Eritrea


L’Eritrea si trova nel Corno D’Africa, confina a nord nord-ovest con il Sudan, a sud con il Gibuti e con l’Etiopia, a nord-est e ad est con il Mar Rosso. Il suo territorio, vasto circa 121.300 km², si può dividere in quattro regioni dalle caratteristiche fisiche profondamente diverse: l'arida pianura costiera, la zona collinare del nord ovest, la zona delle pianure e l'altopiano occidentale, la parte maggiormente abitata del paese. La sua popolazione conta circa 4.401.000 di abitanti, di cui il 40% appartenente ai Tigrana e circa la metà appartenente ai Tigrè, i due maggiori gruppi etnici; il resto della popolazione è di etnia Nara, Kunama, Afar, Bilen, Rashaida, Hidareb e Saho.

Dal punto di vista religioso, la popolazione eritrea è equamente divisa tra musulmani (50%) a nord e cristiani (50%) a sud. Lo Stato ha tuttavia ufficialmente riconosciuto quattro confessioni: cristiani ortodossi, musulmani sunniti, cattolici, chiesa evangelica di Eritrea.
Le due lingue ufficiali sono il tigrino e l'arabo, tuttavia nel paese si parlano nove lingue differenti che a parte le due ufficiali sono, in ordine decrescente di diffusione Tigré, Afar, Saho, Beja, Bilen, Nara e Kunama. Nella scuola a partire dalla sesta classe tutte le lezioni vengono tenute in inglese. L'italiano, lingua un tempo assai diffusa, va ora scomparendo, è conosciuta dalle persone anziane nei centri principali ed è insegnata nella scuola Italiana di Asmara.

L'Eritrea è un paese in via di sviluppo: esporta modesti quantitativi di prodotti locali mentre deve importare combustibili, macchinari, manufatti e alimenti. L'economia è basata principalmente su un'agricoltura di sostentamento e sull'allevamento di ovini e bovini. L'agricoltura, negli altopiani, e la pastorizia lungo la costa e nelle pianure del paese, restano per la maggioranza della popolazione del paese le uniche fonti di sussistenza. Le poche industrie presenti nel paese sono situate prevalentemente nella capitale Asmara, ma sono in corso progetti di diversificazione delle attività industriali in diverse altre parti del paese.

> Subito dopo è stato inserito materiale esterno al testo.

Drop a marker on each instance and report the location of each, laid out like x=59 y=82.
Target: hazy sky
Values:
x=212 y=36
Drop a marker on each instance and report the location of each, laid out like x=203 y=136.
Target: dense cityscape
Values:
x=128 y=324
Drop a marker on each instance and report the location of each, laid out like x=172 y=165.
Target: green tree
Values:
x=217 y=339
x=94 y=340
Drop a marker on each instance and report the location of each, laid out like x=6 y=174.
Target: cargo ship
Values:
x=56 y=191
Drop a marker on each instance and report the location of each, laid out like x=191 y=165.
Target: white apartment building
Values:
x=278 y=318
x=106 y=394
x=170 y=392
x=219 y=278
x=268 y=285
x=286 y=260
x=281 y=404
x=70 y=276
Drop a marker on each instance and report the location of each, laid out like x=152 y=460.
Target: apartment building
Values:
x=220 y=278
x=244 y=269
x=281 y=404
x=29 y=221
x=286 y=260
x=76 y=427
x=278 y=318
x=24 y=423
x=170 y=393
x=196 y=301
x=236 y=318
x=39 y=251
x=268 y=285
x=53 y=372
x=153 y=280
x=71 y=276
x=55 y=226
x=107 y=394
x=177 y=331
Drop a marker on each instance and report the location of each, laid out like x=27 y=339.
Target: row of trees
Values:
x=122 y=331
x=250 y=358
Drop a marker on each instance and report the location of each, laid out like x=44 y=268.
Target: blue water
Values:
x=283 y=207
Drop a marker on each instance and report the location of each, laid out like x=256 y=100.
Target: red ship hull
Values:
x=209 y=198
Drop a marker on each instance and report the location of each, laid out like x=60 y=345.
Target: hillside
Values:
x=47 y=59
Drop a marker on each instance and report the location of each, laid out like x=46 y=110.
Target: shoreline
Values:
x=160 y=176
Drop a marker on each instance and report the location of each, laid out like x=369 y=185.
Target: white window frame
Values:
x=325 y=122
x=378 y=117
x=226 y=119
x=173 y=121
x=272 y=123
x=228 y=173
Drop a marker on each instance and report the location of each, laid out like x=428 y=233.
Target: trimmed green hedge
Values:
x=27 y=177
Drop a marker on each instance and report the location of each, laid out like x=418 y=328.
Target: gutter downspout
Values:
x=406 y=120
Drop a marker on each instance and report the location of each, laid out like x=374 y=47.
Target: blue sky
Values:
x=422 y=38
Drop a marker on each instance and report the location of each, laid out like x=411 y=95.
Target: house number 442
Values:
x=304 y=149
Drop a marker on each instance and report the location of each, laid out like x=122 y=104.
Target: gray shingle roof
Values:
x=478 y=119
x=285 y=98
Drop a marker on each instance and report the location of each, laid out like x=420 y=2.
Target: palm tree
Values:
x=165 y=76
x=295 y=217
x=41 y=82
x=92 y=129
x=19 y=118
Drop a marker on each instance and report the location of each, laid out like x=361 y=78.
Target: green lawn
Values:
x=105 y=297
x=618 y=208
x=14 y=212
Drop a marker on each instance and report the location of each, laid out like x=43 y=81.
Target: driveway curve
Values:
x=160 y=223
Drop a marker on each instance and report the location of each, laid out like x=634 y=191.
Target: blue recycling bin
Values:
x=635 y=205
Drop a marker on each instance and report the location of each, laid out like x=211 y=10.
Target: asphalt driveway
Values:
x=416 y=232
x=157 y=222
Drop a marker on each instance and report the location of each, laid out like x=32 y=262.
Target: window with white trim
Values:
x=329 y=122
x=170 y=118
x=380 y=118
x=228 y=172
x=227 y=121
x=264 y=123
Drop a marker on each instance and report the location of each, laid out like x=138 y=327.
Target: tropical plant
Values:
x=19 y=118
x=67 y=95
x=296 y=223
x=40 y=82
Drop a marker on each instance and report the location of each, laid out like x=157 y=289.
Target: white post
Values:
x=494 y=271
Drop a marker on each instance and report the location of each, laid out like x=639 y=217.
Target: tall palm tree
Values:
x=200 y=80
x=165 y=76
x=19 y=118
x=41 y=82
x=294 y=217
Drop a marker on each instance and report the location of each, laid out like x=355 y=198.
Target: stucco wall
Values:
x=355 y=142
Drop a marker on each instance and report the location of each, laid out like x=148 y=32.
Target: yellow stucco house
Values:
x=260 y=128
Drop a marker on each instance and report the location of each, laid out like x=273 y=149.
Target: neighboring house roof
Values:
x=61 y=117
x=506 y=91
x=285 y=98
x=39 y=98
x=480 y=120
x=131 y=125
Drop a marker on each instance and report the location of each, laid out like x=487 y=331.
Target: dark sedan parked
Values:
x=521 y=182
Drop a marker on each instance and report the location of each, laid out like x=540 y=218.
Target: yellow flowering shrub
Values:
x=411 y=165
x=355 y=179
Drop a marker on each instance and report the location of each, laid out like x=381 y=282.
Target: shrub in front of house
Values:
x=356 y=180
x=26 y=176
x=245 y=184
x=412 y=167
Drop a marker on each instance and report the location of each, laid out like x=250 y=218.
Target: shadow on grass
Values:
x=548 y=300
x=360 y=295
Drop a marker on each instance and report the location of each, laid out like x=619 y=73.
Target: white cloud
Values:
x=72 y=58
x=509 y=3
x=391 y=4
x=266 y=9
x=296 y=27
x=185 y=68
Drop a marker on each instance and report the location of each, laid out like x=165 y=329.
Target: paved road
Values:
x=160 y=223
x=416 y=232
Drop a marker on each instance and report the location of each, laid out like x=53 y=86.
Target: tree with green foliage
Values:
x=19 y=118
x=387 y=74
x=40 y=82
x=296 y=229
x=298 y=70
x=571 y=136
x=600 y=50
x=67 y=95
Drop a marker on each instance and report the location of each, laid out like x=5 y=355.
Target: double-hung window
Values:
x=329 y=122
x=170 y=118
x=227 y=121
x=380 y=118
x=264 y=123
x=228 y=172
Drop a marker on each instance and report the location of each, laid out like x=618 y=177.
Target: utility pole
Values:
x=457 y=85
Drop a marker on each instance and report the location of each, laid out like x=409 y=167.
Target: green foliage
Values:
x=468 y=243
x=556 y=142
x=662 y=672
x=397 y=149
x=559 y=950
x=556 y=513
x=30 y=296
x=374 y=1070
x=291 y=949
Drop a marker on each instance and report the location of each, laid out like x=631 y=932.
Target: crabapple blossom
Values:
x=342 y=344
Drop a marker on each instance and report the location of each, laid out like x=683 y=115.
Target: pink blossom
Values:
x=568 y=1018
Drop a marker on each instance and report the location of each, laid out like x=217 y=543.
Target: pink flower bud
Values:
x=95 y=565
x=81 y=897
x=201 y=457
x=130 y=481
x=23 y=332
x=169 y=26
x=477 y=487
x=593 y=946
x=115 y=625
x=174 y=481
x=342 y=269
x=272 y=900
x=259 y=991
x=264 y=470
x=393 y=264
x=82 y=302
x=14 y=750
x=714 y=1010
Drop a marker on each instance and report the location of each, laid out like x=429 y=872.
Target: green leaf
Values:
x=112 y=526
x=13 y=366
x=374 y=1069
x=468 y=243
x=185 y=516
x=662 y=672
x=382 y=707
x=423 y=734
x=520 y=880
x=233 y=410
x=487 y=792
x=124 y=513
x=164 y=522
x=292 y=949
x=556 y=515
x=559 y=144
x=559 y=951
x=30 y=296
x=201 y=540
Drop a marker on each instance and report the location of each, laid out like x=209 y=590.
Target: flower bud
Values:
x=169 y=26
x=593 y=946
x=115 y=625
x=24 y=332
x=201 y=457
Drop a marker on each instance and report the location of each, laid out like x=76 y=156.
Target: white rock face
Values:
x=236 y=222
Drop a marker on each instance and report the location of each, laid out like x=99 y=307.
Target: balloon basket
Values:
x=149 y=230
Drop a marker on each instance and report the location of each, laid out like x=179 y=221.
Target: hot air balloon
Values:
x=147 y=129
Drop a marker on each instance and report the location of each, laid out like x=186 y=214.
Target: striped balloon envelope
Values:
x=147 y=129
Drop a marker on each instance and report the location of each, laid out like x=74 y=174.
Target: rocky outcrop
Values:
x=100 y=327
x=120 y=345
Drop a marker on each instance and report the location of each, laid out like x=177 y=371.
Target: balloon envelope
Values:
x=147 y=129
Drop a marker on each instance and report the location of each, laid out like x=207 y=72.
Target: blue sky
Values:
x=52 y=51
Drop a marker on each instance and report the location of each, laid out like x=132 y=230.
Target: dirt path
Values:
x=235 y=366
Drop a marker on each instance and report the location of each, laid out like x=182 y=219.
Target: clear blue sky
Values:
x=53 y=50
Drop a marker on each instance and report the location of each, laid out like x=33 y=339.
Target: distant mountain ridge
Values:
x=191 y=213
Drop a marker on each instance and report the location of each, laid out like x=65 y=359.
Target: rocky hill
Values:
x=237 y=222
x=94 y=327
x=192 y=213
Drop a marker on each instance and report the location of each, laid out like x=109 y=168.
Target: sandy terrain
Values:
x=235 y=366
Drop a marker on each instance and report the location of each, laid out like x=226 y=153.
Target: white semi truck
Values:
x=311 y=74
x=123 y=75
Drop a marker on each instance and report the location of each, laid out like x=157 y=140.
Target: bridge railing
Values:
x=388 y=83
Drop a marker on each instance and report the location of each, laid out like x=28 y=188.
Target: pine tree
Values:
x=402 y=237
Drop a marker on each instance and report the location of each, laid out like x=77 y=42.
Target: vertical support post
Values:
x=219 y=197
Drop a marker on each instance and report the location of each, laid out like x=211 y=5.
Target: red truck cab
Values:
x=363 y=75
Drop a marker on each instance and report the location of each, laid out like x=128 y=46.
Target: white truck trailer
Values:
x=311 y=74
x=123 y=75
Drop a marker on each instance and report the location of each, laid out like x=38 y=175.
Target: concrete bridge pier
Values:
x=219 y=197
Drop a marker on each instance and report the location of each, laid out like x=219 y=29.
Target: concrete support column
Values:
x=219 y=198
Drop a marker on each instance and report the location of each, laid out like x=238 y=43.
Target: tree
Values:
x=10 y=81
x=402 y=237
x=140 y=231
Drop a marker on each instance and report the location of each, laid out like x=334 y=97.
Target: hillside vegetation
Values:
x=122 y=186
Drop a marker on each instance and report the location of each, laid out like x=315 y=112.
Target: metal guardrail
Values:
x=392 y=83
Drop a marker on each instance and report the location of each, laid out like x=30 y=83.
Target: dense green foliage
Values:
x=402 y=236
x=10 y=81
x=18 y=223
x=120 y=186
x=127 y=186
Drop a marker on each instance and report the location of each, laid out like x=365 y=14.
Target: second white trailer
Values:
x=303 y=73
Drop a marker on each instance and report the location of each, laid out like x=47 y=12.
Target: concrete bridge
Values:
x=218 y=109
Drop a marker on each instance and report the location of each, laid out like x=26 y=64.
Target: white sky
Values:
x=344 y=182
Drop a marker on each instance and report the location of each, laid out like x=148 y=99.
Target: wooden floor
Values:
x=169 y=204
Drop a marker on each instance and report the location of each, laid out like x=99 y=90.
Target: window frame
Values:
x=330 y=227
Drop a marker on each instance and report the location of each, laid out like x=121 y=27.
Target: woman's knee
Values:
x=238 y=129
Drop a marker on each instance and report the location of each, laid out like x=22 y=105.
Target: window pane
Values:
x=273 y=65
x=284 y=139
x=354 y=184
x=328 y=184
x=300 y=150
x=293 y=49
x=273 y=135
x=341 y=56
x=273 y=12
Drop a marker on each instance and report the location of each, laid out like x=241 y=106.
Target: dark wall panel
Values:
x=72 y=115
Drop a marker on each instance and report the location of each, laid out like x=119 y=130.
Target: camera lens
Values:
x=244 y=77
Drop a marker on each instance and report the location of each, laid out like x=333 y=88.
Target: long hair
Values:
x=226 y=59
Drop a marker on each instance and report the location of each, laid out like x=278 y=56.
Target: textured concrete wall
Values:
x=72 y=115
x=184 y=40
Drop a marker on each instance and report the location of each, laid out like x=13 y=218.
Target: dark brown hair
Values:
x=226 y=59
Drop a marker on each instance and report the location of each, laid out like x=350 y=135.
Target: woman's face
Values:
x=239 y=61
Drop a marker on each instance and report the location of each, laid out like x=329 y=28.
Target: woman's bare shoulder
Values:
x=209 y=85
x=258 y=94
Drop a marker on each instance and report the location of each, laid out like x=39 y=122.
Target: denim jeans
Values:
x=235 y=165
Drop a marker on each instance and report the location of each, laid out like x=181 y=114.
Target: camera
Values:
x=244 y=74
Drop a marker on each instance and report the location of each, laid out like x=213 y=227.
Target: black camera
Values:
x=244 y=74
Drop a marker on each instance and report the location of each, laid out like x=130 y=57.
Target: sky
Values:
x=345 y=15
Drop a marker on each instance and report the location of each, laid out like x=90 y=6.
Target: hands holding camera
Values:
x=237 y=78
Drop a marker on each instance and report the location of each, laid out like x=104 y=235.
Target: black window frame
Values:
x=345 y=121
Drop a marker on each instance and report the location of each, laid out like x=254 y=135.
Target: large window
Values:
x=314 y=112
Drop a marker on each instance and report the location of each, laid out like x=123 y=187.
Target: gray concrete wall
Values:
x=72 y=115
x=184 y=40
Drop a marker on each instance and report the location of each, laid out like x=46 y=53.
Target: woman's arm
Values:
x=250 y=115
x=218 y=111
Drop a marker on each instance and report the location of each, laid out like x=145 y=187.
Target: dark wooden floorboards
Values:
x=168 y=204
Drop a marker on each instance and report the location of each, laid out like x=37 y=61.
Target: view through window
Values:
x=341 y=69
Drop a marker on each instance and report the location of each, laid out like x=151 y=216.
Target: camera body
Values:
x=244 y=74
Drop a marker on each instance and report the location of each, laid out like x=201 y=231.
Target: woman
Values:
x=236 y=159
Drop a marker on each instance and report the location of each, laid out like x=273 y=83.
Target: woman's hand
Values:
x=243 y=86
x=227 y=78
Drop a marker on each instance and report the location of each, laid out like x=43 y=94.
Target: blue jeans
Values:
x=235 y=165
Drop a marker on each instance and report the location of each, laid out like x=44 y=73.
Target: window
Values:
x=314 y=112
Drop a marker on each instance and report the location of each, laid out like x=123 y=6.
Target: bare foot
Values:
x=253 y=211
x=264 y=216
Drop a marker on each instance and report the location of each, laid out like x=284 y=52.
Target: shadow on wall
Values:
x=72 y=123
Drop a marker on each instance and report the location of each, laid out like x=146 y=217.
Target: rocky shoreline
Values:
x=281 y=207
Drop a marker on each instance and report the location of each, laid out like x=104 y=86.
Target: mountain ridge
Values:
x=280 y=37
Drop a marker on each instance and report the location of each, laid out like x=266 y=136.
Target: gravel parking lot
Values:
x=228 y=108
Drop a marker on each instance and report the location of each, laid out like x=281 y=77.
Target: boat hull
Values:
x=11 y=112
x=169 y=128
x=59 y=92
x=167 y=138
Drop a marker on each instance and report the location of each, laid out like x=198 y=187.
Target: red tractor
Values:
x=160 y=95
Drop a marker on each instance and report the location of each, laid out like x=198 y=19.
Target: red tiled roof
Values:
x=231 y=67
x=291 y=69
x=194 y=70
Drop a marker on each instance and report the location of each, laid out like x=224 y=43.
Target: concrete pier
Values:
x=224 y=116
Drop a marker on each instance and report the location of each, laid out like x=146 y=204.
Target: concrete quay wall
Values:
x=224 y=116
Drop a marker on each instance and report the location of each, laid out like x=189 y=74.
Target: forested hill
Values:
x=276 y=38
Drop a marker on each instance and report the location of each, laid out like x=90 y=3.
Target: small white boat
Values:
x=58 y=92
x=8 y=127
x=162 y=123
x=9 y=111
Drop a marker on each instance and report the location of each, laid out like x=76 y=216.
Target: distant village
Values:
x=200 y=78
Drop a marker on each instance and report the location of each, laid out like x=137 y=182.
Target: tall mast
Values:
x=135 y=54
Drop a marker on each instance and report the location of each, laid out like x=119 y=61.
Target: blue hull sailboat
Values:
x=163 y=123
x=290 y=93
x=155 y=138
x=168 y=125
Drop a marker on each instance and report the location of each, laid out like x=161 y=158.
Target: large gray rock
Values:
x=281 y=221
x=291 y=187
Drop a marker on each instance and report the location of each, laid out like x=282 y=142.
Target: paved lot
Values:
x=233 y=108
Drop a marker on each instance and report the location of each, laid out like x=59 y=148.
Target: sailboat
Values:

Il 20 maggio 1960 l'Eritrea fu trasformata in una provincia amministrativa dell'impero etiopico e nel 1962 fu definitivamente annessa. La lotta per l'indipendenza scatenatasi nel 1961 ebbe fine nel 1991, quando il Fronte di Liberazione del Popolo Eritreo scacciò l'esercito etiope fuori dei confini eritrei, e si unì agli altri movimenti etiopi di resistenza per rovesciare la dittatura del Derg che cadde nello stesso anno. Due anni dopo venne indetto un referendum, con la supervisione della missione delle Nazioni Unite denominata UNOVER ed in esso si decise se l'Eritrea dovesse essere un paese indipendente o dovesse mantenere la federazione con l'Etiopia. Il referendum stabilì l'indipendenza dell'Eritrea, che venne dichiarata ufficialmente il 24 maggio 1993. Il leader dell'EPLF, Isaias Afewerki, divenne il Primo Presidente provvisorio dell'Eritrea, ed il Fronte di Liberazione del Popolo Eritreo, ribattezzato Fronte Popolare per la Democrazia e la Giustizia (PFDJ), diede vita al primo governo.